In many Southern states, Democrats rarely take a strong stance on issues like abortion and gay rights, and end up delivering muddled messages that fail to distinguish them from Republicans. "My personal frustration with Democratic candidates is that they're always afraid they're going to offend someone. In the South, we run from pro-choice positions," says Parmley. "What we're doing is basically telling the electorate that we don't believe in anything and they don't vote for us. I'm not discouraged, but I get real upset with candidates. If you're a Democrat, I expect you to be able to say why you're a Democrat."

"One of the problems with Mississippi is so many of the state's Democrats aren't really Democrats," says Robert Hooks, President of Mississippi's Young Democrats. "Democrats in Mississippi need to take Howard Dean's lead and stand up for what they believe in."

Three years ago, Mississippi's Young Democrat group only existed on paper. Today it has 64 organized chapters in high schools, colleges and counties across the state.

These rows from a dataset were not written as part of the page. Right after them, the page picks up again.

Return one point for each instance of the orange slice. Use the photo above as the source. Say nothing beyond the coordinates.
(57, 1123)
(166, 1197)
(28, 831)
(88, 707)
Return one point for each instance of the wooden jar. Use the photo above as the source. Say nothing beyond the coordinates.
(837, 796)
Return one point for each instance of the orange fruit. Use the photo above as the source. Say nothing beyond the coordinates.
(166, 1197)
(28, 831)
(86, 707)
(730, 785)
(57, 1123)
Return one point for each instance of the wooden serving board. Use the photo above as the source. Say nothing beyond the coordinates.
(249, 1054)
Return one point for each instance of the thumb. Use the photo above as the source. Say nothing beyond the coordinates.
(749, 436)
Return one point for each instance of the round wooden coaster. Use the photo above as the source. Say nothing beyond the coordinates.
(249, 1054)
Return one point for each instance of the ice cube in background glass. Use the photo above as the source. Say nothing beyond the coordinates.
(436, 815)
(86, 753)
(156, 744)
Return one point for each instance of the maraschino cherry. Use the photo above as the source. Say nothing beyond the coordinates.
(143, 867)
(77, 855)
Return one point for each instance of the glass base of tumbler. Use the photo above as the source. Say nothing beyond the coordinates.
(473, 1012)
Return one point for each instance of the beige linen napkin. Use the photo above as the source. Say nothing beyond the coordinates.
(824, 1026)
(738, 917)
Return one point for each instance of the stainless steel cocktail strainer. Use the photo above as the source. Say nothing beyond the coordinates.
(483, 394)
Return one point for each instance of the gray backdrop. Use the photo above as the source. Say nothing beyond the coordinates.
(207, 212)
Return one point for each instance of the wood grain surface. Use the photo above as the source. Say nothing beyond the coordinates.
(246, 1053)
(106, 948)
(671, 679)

The state's young voters led the South, and much of the nation, in the percentage that voted for Kerry (63 percent) over Bush (37 percent). "We're a new generation of young voters that identifies ourselves as national Democrats, not southern Democrats," says Hooks.

Hooks says Dean's visit in March struck a nerve with college students. "The Democratic Party went from being stagnant for 10 years to finally moving forward," he says. "The DNC's financial effort is the last chance we have. If the state party can modernize, we have a tremendous chance of drop-kicking the Republicans. If it chooses to hold on with a death grip and is not willing to change, this movement will be for nothing."

Jay Parmley agrees. "I see this as a one shot deal. Does it mean if we miss the shot, it'll be over? I don't know, but I do know it'll be a long, long time before we win if that happens. Now is the perfect time to recreate the party."